Bei der Betrachtung des Gegenstandes ist eine Prüfung aller Umstände erforderlich, die für die Verwertung eine Rolle spielen[11]. Besondere Umstände, wie Miteigentümer:innen und Wohnrechte, sind zu beachten. Für den Verweis auf die Beleihbarkeit des Gegenstandes spielt auch die Kreditwürdigkeit der Partei eine Rolle.

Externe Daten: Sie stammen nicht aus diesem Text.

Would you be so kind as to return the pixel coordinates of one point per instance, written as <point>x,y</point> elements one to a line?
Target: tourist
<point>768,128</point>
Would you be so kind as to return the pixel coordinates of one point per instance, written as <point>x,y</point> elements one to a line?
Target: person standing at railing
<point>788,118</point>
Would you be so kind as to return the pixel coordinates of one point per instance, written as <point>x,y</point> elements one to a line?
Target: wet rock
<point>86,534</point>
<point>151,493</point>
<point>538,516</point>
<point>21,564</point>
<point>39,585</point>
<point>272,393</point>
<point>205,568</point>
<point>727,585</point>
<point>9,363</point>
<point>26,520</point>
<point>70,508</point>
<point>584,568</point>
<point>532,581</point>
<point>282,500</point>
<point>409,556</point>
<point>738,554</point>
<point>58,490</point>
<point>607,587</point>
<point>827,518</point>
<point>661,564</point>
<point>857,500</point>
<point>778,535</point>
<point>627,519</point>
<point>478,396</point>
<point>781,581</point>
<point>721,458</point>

Eine Teilungsversteigerung ist zumutbar, ein entsprechend großzügiges Zahlungsziel ist hier jedoch angezeigt. [12]

Schonvermögen[13]

Dabei handelt es sich zunächst um Kapital im Rahmen einer betrieblichen oder privaten Altersvorsorge mit staatlicher Förderung[14], zum Beispiel

  • Versicherungen wie Lebens- und Rentenversicherungen,
  • Kapitalmarktprodukte wie Fonds und Schatzbriefe,
  • und Immobilien.

Die Betonung liegt hier auf der staatlichen Förderung.

Gesondert geschützt ist der seltene Fall von Vermögen zur baldigen Beschaffung eines Hausgrundstückes, jedoch nur, wenn es zu Wohnzwecken behinderter oder pflegebedürftiger Menschen dienen soll.

Geschützt sind Gegenstände, die von der Partei im Rahmen der Berufsausbildung bzw. Erwerbstätigkeit benötigt werden. Hierzu kann bei Handelsvertreter:innen beispielsweise auch ein Kraftfahrzeug gehören. Wird das Fahrzeug allein zum Erreichen der Arbeitsstätte benötigt, ist es hier nicht geschützt.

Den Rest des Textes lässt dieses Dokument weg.